Boating season came to an end this week for me with a whimper, as the crew at Harbor Marina lifted Zygote from the water and set it on blocks on shore. The sad truth is that it had been at least a month since I had taken the boat out for a spin in Three Mile Harbor. In the meantime, scum developed along the waterline and seaweed grew from its idle bottom.
In my imagination the year was not going to be like this.
At this time last year, I dwelled in dreams of cruising to Block Island and farther aboard the sailboat I had been restoring. Cerberus was ashore at a yard in Connecticut to await a new diesel engine. The engine did not arrive until August. While I tried to get it ready in time, installation had to wait while a metal shop made a new, custom propeller shaft. It was too late for the 2024 season when the shaft was ready; the yard workers who would have done the work were busy putting shrink wrap on other boats.
In spite of it all, I did manage to get on the water in the early fall. My oldest friend, Mike Light, had come east with sailing in mind, so we dusted off a Force 5 dinghy that last saw heavy action in the 1990s in the Hudson River. The one-person Force 5s are like a slightly larger version of the more familiar Lasers raced in the Olympics. Mike and I launched the thing in Gardiner’s Bay and sailed from the last week of September until the middle of November.

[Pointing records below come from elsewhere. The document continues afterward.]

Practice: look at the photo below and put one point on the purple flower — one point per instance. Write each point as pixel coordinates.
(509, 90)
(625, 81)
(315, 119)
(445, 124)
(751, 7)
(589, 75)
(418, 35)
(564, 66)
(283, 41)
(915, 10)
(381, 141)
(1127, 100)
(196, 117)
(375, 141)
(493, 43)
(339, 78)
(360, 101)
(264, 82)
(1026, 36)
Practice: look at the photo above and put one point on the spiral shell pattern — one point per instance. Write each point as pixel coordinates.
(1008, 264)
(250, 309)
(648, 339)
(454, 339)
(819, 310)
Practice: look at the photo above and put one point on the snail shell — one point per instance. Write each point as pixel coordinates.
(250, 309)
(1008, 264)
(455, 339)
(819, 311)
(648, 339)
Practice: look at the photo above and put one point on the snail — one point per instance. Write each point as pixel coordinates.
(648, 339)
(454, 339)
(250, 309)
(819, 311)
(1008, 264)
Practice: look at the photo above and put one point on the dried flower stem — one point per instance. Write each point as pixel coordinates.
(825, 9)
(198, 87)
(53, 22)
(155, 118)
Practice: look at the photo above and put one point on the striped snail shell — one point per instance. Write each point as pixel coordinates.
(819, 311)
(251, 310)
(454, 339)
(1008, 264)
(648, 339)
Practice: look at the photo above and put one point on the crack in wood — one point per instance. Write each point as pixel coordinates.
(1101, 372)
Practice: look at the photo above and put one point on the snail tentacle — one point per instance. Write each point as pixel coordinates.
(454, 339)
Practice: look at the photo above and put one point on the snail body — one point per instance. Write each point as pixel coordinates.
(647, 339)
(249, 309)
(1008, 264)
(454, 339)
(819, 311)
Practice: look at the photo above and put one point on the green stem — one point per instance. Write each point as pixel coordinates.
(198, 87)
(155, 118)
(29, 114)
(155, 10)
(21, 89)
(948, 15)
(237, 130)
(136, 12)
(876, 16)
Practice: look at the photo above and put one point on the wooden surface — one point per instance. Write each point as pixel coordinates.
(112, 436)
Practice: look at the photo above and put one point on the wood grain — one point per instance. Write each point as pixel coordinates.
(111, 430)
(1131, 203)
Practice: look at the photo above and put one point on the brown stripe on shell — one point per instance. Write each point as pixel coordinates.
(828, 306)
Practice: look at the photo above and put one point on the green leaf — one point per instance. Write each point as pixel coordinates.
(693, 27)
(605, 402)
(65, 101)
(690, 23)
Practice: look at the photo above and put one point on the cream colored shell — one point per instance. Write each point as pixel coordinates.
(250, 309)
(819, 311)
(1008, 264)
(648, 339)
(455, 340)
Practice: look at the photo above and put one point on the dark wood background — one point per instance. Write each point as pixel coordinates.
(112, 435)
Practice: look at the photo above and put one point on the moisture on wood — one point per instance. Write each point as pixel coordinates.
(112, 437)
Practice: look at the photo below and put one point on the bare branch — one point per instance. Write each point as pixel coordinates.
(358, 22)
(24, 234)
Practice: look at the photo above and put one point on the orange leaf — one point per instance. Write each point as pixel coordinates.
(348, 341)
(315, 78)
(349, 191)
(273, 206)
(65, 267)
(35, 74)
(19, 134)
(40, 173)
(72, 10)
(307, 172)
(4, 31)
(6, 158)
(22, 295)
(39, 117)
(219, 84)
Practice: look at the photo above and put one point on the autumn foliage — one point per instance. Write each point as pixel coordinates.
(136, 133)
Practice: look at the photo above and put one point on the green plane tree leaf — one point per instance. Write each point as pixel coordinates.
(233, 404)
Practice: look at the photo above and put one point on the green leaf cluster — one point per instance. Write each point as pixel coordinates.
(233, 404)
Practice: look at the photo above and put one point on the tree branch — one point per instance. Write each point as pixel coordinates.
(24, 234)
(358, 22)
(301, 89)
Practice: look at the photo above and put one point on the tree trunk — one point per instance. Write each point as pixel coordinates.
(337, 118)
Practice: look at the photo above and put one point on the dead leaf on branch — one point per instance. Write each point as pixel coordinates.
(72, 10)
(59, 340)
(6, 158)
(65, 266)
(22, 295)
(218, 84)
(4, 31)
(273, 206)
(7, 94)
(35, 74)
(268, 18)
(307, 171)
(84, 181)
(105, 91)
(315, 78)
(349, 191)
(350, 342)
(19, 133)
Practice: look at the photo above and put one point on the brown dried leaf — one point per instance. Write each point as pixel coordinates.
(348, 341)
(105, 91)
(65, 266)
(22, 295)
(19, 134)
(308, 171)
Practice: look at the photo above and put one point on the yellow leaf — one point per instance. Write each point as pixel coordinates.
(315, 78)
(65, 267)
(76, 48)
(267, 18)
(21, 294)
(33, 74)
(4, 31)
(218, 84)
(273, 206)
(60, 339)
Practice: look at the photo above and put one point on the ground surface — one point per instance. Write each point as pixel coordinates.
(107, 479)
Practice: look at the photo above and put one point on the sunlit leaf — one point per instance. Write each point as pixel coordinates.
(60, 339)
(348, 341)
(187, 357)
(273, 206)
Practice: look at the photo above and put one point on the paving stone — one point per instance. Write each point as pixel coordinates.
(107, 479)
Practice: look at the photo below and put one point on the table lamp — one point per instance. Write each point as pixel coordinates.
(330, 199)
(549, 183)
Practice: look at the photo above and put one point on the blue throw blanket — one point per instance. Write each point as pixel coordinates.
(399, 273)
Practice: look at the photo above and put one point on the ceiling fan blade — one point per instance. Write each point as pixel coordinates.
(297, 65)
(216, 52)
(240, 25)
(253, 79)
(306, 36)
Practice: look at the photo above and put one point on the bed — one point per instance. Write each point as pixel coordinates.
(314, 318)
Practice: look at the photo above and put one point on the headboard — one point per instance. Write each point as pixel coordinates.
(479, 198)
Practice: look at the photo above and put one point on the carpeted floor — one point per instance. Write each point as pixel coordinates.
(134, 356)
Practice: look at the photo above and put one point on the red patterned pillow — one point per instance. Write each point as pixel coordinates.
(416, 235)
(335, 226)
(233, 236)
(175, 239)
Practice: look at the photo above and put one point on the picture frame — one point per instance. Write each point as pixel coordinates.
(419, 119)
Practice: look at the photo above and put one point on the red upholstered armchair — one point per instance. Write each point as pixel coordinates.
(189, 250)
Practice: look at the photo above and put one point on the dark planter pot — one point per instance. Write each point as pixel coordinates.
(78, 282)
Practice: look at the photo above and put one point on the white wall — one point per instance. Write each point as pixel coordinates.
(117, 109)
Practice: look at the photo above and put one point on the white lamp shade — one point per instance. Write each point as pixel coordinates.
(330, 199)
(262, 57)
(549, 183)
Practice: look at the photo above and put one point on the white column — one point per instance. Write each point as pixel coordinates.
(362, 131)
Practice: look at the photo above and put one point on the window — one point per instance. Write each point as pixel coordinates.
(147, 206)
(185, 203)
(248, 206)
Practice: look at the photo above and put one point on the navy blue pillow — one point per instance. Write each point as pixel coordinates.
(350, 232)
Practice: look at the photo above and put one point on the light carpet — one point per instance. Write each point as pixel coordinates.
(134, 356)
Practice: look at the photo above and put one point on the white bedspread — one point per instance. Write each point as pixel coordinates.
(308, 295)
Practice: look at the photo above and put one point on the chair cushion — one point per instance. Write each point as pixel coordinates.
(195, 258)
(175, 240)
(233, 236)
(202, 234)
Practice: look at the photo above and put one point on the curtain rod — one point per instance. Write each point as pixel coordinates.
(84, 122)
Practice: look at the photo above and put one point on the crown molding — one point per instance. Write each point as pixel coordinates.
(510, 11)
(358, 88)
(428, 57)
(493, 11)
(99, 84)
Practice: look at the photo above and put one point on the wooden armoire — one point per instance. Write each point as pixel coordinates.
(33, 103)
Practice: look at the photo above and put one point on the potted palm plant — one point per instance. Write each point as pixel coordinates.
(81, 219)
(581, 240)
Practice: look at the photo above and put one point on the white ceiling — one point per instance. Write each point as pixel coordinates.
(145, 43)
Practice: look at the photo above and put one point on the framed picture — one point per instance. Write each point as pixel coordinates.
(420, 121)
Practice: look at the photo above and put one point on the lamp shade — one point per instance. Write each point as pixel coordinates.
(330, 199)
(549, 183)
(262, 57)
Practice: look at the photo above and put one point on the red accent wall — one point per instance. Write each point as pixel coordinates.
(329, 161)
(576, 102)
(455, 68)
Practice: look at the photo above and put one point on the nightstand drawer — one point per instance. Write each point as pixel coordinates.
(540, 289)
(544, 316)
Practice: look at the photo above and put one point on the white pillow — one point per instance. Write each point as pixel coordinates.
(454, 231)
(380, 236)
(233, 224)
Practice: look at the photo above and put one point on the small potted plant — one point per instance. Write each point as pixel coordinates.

Other than a scant few workboats in the distance, Mike or I would be alone on the bay. Of course we wore lifejackets and wetsuits. Had one of us flipped the boat and been unable to right it, help would have been a long boat ride away, that is, if we were able to alert Marine Patrol. Mike had a cellphone in a pouch around his neck; I did without that precaution.
Fall stayed warm late this year as we took turns tearing across toward the Bell Estate. We were kings of the bay on those days, and I would forget how the year had not turned out at all as I planned.